I think I’ll get there eventually. I have to. Every so often I’ll have a moment of language euphoria. I’ll have a successful multi-part interaction with someone in Spanish. I understand what they’re saying and they understand me. It’s magic. But I am also finding that it is exhausting. Some days if I don’t feel right I’ll avoid any interaction at all which might lay bare my failure to understand anything that’s going on. I don’t want to have to rehearse things in my head, or have to repeat that same dreaded phrase: disculpe, no hablo bien Español. That itself is mostly a lie. “I don’t speak good Spanish”. Better to say I don’t speak Spanish at all, because I clearly do not. I am in an awkward interim phase where I have learned enough to know that I know nothing. I look at verb conjugations and my eyes unfocus. The idea of learning to speak this language in a self-directed way, by listening to podcasts and trying to speak to people, now feels utterly impossible, an idiot’s dream. 
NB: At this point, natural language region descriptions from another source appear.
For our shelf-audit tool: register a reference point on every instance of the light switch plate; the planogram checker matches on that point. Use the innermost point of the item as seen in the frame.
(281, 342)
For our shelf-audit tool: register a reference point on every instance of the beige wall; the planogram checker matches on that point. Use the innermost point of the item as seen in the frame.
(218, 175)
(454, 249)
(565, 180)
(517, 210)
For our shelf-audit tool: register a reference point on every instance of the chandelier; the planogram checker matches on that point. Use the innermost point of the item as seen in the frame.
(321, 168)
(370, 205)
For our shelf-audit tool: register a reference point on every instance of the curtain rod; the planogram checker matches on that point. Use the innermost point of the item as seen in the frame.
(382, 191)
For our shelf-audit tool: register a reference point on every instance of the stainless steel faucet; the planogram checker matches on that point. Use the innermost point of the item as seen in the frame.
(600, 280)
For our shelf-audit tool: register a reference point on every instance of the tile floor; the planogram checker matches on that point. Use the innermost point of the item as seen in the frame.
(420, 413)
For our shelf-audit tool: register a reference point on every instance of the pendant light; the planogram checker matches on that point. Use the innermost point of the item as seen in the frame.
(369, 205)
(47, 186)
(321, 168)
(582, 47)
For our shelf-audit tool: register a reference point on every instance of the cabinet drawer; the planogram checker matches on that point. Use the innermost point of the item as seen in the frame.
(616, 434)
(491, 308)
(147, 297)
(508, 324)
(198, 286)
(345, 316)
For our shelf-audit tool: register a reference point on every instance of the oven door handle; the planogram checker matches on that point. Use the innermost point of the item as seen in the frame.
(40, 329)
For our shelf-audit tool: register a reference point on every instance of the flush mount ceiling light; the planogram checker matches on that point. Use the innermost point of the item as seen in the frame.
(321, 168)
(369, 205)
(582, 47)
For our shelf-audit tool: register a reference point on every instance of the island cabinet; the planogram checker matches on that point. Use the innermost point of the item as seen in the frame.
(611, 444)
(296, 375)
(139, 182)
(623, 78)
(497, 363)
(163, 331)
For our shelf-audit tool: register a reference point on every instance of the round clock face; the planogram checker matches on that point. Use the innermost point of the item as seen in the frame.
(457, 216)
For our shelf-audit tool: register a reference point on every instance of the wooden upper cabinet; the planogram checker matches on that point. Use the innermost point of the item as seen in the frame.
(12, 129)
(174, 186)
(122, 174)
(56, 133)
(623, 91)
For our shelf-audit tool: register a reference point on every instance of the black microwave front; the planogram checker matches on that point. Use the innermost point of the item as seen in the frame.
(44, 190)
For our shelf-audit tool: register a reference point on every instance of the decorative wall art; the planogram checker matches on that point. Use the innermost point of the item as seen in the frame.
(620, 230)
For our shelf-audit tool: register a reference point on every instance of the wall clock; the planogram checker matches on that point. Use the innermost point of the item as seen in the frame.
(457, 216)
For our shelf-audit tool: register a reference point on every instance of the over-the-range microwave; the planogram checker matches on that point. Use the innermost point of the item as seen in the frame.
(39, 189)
There are better ways of doing it, of course. I could pay for a class somewhere. There is also online teaching available, where you have conversations with a friendly bilingual over video call. I simply don’t want to do this. I feel awkward even thinking about it. I want to somehow magically do it all myself, or at least facelessly in a classroom of people. I don’t want to be a big floating head on a video screen. I don’t want to have 1-1 lessons. I can’t explain why I hate the idea of this so much, but I do. 


The biggest problem I am having is not so much knowing the words as understanding the person saying them. My instinct, which I have to overcome with every fibre of my being, is to mentally throw my hands up whenever someone starts speaking to me. I don’t know! I have no idea! I don’t speak Spanish! Even if, were they to slow down, I might be able to grasp it. I’m very good at grasping it when it’s written down. Or when the nice podcast man slowly enunciates it. The second I am plunged into a real life interaction where I don’t already have some idea of what they’re going to say (because they’re not a waiter, or a bus driver) I am immediately overwhelmed and attempt to abandon ship. This relates to what I mentioned above. I don’t want to be a problem. I don’t want them to have to repeat themselves slowly, as if speaking to a simpleton. I don’t want to feel like a simpleton.
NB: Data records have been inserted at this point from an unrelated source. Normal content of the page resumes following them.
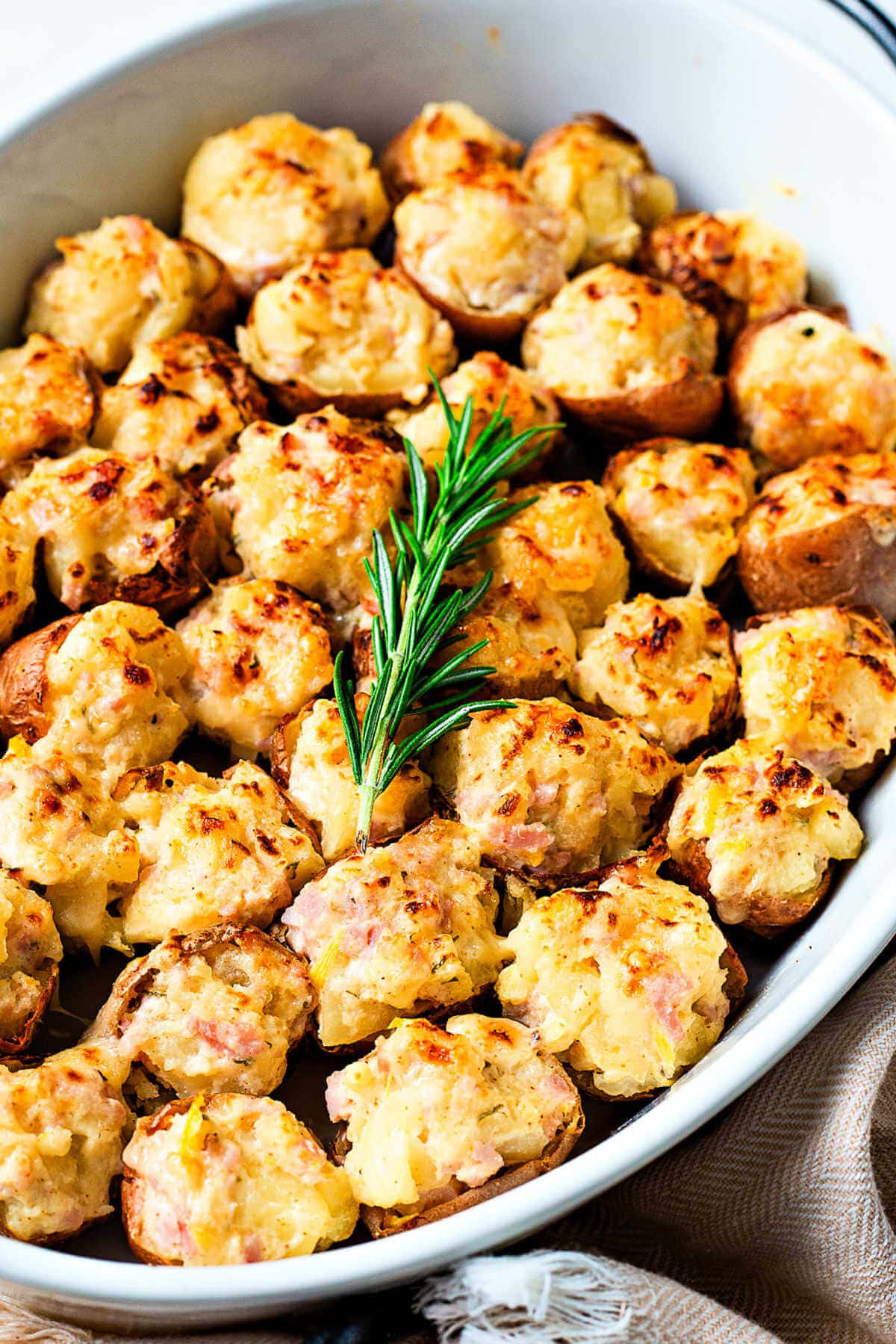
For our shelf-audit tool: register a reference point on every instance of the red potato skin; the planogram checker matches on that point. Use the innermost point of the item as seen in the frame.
(485, 329)
(23, 681)
(383, 1222)
(839, 563)
(684, 409)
Obviously the only solution to all of these issues is to stop being stubborn and awkward and get over whatever various intersecting anxieties are making me act like such a cretin about it. Get the lessons, ask people to speak slowly, gamely attempt to speak to as many Spanish people as possible and let them roll their eyes if they want. You’d think I’d have got the hang of this by now, but you’d be wrong. 


Maybe there will come a moment where it starts to click. I am hoping this will be once I’ve nailed down all the most important verbs and their conjugations. I am, we are, she is, he was. The real building blocks of conversation. My vocabulary for nouns is fairly solid, and half of them are just pan-European Latinate words anyway. Oh, it’s a pharmacía is it? No shit. So I’ll keep grinding away, and hope I’m ready for the next anarchist parade.